The psalmist insistently affirms that “all” his springs are in the Lord. Many regard their families and friends, or their possessions and position, or their health and energy to be the source of their blessing. But the psalmist writes that all his springs are found in the Lord. Not even the supernatural angels that minister to people on behalf of God are the source of blessing. The psalmist paddles his boat up the river to the spring, the First Source, and declares that He alone saves and blesses. The NASB inserts the words of joy after the word springs. But neither the original Hebrew nor the context seems to justify limiting the metaphor to refer only to joy. The word “all” and the plural “springs” suggest, not only that none other than the Lord is the Source of “every good thing given and every perfect gift” (Jam. 1:17), but also that, whether salvation, faith, joy, peace, comfort, strength, hope, desire, or delight, anything that is truly substantial comes from the Lord and from Him alone.
Furthermore, the psalmist calls them “my springs.” Never mind that others put their hope and confidence in fallible men or feeble things, he trusts in the Lord. In the best sense of the word, finite, fleeting humans own nothing. Though we may possess this or that for a few short years, we own nothing; we die: relationships cease, and our stuff falls into hands of others. But the psalmist truly possesses an eternal spring, and possesses it eternally. As such, he claims it as his own; and so it is as nothing in this world could ever be claimed.

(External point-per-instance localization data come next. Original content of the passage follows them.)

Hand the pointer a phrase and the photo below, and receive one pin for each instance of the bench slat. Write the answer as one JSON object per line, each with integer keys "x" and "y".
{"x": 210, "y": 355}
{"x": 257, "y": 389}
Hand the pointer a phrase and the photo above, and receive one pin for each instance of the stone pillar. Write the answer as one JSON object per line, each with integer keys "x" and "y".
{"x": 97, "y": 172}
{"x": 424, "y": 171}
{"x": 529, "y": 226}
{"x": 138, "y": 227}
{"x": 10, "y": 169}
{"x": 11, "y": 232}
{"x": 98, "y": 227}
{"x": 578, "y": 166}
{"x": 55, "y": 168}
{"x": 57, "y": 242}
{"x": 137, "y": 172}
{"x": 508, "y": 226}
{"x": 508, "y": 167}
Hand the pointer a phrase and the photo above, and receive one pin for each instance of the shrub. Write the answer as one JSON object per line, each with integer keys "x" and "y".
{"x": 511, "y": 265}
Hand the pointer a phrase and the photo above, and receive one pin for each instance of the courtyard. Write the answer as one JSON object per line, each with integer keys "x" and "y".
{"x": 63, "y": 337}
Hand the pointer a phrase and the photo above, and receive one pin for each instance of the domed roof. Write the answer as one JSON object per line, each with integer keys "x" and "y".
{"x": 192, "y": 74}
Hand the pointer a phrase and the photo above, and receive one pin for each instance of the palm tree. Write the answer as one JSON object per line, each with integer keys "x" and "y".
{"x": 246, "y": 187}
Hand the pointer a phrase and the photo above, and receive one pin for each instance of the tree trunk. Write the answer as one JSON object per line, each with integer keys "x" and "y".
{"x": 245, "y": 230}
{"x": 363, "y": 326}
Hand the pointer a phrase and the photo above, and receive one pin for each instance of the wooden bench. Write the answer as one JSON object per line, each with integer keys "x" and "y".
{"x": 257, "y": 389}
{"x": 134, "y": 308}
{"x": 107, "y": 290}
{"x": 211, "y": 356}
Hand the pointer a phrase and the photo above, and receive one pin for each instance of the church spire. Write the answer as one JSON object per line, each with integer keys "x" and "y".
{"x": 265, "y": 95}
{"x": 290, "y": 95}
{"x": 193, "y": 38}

And what a spring it is! The psalmist identifies the Source simply as “You”—none other than the Lord. To have Him is to have the very God of heaven, first of all as Savior from sin, then as Helper, and Guide, and Comforter, and Bridegroom, and Lover of our souls—to name but a few. Who would accept one bottle of water if he had a spring on his property? Who would take a million dollars if he owned a mint? “All I need in Thee to find,” William Bradbury penned. “He who did not spare His own Son, but delivered Him over for us all, how will He not also with Him freely give us all things?” (Rom. 8:32). Do you possess this Spring?